Kimi-VL-A3B-Instruct
Property | Value |
---|---|
Total Parameters | 16B |
Activated Parameters | 2.8B |
Context Length | 128K tokens |
Model Type | Vision-Language Model (MoE) |
Paper | arXiv:2504.07491 |
Model Hub | Hugging Face |
What is Kimi-VL-A3B-Instruct?
Kimi-VL-A3B-Instruct is an efficient Mixture-of-Experts (MoE) vision-language model that revolutionizes multimodal AI by offering advanced capabilities while activating only 2.8B parameters. Built with a native-resolution visual encoder (MoonViT) and sophisticated MLP projector, it achieves state-of-the-art performance across various challenging tasks while maintaining computational efficiency.
Implementation Details
The model architecture combines an MoE language model with MoonViT visual encoder, enabling efficient processing of high-resolution images and extended context lengths. It operates with a total of 16B parameters but actively uses only 2.8B during inference, making it highly efficient for deployment.
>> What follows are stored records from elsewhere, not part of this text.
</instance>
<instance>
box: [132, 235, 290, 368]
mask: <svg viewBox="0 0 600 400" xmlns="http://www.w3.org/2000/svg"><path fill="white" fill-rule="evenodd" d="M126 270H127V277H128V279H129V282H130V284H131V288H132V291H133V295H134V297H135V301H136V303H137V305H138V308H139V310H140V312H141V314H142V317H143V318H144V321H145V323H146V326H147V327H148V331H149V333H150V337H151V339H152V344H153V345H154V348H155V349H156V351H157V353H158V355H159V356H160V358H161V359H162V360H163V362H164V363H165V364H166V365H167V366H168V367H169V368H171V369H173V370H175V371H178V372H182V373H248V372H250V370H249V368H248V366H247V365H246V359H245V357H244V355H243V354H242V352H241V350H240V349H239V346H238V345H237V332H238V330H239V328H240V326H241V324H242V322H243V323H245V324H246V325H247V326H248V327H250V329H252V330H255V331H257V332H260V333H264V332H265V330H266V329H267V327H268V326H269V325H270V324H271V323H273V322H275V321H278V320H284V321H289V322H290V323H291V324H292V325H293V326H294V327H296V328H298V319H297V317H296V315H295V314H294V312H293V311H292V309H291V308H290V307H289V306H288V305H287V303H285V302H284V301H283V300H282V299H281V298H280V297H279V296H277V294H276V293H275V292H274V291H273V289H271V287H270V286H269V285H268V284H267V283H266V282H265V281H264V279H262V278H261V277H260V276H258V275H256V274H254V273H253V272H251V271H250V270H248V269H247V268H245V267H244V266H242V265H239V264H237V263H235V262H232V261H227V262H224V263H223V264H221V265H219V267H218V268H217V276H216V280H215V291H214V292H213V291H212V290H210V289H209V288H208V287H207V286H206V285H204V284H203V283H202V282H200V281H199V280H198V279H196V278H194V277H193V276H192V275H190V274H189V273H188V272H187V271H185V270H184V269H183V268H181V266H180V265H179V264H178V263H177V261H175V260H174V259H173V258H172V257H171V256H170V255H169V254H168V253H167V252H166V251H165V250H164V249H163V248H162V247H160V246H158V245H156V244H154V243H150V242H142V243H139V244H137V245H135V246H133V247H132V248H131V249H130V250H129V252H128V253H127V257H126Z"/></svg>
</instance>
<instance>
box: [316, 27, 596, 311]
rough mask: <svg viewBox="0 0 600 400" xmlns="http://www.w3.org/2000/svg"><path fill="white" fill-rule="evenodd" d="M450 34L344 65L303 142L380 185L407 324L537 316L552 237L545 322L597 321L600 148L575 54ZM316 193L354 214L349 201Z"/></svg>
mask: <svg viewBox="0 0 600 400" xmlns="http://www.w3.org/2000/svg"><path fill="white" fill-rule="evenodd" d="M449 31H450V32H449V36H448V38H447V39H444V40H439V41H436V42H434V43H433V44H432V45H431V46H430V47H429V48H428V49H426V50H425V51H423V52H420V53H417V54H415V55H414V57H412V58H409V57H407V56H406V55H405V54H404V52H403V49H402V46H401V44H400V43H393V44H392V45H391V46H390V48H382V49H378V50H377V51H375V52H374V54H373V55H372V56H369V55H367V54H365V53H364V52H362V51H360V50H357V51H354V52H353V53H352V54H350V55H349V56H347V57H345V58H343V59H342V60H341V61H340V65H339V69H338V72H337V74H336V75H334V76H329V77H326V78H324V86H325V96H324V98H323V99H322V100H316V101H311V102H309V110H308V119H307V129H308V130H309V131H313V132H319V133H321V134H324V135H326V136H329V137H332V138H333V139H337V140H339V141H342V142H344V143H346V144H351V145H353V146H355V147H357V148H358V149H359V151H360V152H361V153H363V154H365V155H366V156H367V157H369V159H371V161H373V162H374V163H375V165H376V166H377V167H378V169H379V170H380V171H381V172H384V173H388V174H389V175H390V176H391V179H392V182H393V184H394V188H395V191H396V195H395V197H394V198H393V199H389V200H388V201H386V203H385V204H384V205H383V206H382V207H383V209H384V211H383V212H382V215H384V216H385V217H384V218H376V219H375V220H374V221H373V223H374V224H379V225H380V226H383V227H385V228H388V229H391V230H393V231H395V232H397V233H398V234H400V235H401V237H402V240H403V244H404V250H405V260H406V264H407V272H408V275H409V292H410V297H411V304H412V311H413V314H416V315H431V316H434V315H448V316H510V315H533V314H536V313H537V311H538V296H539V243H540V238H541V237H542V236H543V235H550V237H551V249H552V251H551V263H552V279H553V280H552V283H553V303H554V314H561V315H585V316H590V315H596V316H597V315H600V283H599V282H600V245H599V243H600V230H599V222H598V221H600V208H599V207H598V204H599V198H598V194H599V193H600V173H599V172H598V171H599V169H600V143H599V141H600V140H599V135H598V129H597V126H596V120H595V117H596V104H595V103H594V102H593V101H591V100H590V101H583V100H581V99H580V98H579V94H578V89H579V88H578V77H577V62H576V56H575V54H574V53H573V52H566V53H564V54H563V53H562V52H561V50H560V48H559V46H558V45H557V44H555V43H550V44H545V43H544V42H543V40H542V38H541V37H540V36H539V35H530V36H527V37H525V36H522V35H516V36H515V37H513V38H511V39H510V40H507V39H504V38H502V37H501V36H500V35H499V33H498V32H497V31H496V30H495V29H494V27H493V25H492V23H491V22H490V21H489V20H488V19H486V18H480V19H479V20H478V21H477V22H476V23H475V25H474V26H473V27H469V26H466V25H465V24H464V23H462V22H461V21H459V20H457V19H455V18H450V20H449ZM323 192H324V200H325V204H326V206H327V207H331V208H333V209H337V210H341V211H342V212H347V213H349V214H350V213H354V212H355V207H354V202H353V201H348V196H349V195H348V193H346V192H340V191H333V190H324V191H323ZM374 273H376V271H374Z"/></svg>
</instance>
- Extended 128K context window for processing long inputs
- Native-resolution vision processing capability
- Recommended temperature setting of 0.2 for optimal performance
- Supports multiple input types including images, videos, and documents
Core Capabilities
- Strong performance in college-level comprehension tasks (57.0 on MMMU-Val)
- Superior OCR capabilities (83.2 on InfoVQA, 867 on OCRBench)
- Excellent agent interaction performance (92.8 on ScreenSpot-V2)
- Advanced video understanding (64.5 on LongVideoBench)
- Robust multi-image processing and mathematical reasoning
Frequently Asked Questions
Q: What makes this model unique?
Its MoE architecture allows for impressive performance while activating only 2.8B parameters, making it highly efficient compared to dense models. The native-resolution vision encoder and extended context window set it apart in handling complex visual and textual inputs.
Q: What are the recommended use cases?
The model excels in general multimodal perception, OCR, long video and document processing, and agent-based tasks. It's particularly well-suited for applications requiring efficient processing of high-resolution visual inputs and extended context understanding.